Kaiserslautern. Das Führungschaos beim 1. FC Kaiserslautern findet kein Ende. Binnen zwei Wochen ist der gesamte Aufsichtsrat zurückgetreten. Auch die finanzielle Situation ist besorgniserregend. dpa

Die Führungskrise beim Fußball-Drittligisten 1. FC Kaiserslautern hat einen negativen Höhepunkt erreicht und droht den viermaligen deutschen Meister auch finanziell in die Tiefe zu reißen. Die Rücktritte der drei Aufsichtsräte Patrick Banf, Jochen Grotepaß und Bruno Otter haben das personelle Chaos dramatisch verschärft und die Handlungsfähigkeit der Roten Teufel enorm eingeschränkt. Der sportlich tief gefallene Traditionsverein muss sich nun komplett neu aufstellen und steht vor einer ungewissen Zukunft – auch weil der Absprung von Geldgeber Flavio Becca im Raum steht.

„Getroffen haben wir die Entscheidung letztlich im Interesse des 1. FC Kaiserslautern. Wir wollen einen Beitrag dazu leisten, dass wir mit einem von der Mitgliederversammlung demokratisch neu legitimierten Aufsichtsrat, der für einen Aufbruch stehen sollte, nach vorne gewandt die wichtigen Zukunftsfragen des FCK gemeinsam und in einer konstruktiven Art und Weise gelöst bekommen“, begründete Banf den Rückzug am Dienstagabend. Wüst wolle auch die wüsten „Beschimpfungen, Denunziationen und Rücktrittsforderungen nicht mehr weiter ertragen“, wird er zitiert.

Das Trio, das zugleich aus dem mächtigen Beirat der Profifußball-Abteilung des FCK ausscheidet, kam damit seiner fast sicheren Abwahl bei der Jahreshauptversammlung zuvor. Diese sollte eigentlich am 20. Oktober stattfinden, muss nun aber verschoben werden, weil die für eine Nachwahl von Aufsichtsräten in der Vereinssatzung festgelegte Bewerbungsfrist drei Wochen beträgt. In dem eigentlich fünfköpfigen Führungsgremium sind vier Plätze vakant, nachdem bereits am 29. September zwei Aufsichtsräte zurückgetreten waren. Verblieben ist einzig Fritz Fuchs, der in der Vorwoche nachgerückt war.

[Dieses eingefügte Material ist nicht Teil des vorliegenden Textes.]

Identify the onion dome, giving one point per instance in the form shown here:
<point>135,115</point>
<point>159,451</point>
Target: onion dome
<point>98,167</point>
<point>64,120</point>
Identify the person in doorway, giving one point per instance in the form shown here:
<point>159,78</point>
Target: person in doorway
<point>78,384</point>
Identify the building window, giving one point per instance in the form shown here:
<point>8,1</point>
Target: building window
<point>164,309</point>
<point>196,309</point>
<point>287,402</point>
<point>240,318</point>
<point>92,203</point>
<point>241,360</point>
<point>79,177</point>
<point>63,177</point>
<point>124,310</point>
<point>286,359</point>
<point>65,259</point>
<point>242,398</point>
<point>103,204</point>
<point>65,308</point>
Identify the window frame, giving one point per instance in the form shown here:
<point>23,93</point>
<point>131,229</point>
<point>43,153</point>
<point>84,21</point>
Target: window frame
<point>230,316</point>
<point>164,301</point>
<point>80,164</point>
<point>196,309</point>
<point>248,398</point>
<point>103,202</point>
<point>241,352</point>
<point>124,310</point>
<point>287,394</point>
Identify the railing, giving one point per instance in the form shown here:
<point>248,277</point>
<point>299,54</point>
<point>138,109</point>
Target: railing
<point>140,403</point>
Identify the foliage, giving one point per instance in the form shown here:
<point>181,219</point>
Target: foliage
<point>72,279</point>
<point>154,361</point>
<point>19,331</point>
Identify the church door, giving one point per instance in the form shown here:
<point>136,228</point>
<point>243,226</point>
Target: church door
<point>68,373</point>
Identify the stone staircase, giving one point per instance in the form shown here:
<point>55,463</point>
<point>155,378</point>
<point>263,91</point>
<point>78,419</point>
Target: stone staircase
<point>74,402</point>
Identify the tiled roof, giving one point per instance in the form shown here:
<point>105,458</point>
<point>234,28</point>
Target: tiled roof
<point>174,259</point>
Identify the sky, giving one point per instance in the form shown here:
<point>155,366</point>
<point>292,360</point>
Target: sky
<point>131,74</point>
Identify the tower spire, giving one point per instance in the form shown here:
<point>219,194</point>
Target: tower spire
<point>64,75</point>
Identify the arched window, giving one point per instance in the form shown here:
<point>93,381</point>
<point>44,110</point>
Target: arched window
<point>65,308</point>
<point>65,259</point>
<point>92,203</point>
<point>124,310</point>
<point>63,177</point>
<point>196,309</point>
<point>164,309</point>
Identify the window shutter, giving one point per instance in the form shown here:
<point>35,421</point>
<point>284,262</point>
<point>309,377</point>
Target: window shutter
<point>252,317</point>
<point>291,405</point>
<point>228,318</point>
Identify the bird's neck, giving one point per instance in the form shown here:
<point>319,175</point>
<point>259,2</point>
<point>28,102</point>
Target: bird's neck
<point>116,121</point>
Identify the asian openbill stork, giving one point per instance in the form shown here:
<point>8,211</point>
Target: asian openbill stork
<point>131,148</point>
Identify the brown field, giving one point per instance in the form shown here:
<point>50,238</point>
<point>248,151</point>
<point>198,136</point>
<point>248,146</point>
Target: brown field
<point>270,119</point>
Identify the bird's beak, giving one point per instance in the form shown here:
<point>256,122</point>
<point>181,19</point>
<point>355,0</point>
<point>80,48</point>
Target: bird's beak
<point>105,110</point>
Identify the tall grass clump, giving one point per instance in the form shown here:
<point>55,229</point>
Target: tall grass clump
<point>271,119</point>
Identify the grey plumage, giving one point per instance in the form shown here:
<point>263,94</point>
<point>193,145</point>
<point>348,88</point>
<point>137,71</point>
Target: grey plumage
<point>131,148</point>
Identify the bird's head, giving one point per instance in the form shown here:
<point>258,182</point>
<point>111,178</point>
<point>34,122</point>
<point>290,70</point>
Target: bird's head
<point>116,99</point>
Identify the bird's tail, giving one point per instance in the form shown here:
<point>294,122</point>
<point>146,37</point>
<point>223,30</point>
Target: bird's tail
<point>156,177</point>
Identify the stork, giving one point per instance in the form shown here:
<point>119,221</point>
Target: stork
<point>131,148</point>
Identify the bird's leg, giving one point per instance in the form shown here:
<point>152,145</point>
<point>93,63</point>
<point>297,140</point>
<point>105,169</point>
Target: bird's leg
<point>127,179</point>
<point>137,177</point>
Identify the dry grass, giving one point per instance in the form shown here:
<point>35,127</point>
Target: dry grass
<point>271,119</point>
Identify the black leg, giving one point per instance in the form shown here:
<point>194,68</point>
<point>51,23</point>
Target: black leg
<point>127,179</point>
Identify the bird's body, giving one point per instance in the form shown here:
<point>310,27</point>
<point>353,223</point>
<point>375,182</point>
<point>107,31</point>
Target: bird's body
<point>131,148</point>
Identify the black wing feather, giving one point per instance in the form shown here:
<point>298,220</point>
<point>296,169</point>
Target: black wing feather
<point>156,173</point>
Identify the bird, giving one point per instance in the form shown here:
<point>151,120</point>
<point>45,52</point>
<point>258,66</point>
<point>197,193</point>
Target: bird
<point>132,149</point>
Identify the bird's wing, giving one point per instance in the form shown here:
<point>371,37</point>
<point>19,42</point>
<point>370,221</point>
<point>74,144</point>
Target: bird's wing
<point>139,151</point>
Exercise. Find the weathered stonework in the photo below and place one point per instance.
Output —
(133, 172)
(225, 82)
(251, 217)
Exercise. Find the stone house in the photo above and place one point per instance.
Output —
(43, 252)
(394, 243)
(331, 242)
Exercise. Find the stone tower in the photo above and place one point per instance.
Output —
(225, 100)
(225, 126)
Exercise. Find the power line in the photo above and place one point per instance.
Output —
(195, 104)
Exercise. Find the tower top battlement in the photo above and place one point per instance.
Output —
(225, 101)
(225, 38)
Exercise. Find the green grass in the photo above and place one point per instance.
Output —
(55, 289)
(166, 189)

Ende September hatte sich eine Gruppe um den ehemaligen Welt-Schiedsrichter Markus Merk, Ex-FCK-Vorstand Rainer Keßler, Lauterns Ex-Profi Martin Wagner und Martin Weimer, ehemaliger Vorstand des SC Freiburg, als Alternative zur jetzigen Vereinsführung angeboten. Für sie wäre der Weg nun frei.

Die Zeit drängt, denn es droht auf allen Ebenen der Stillstand. Zum einen muss schnellstmöglich die Nachfolge von Sport-Geschäftsführer Martin Bader geregelt werden, dessen am Jahresende auslaufender Vertrag nicht verlängert wird. Stand jetzt steht der FCK an Neujahr ohne Sportchef da – eine fatale Situation, denn angesichts der sportlichen Misere mit Tabellenplatz 13 müssen die Pfälzer in der Winterpause auf dem Transfermarkt zuschlagen, um die vom Absturz in die Regionalliga bedrohte Mannschaft personell zu verstärken.

Zum anderen gilt es, den potenziellen Investor Flavio Becca endgültig an Bord zu holen. Bisher tritt der Luxemburger Unternehmer nur als Bürge für ein Darlehen auf. Mit der Unterschrift für das vereinbarte Investment in Höhe von rund drei Millionen Euro zögert Becca seit Monaten, weil er abwarten will, welcher Personenkreis den Verein künftig führt.

Sollte sich Becca dagegen entscheiden, weiteres Kapital in den angeschlagenen Club zu stecken, müssten die Pfälzer im kommenden Sommer eine Finanzlücke von bis zu zehn Millionen Euro schließen. In diesem Fall würde beim 1. FC Kaiserslautern erneut der Kampf gegen die Insolvenz – und damit die Existenz beginnen.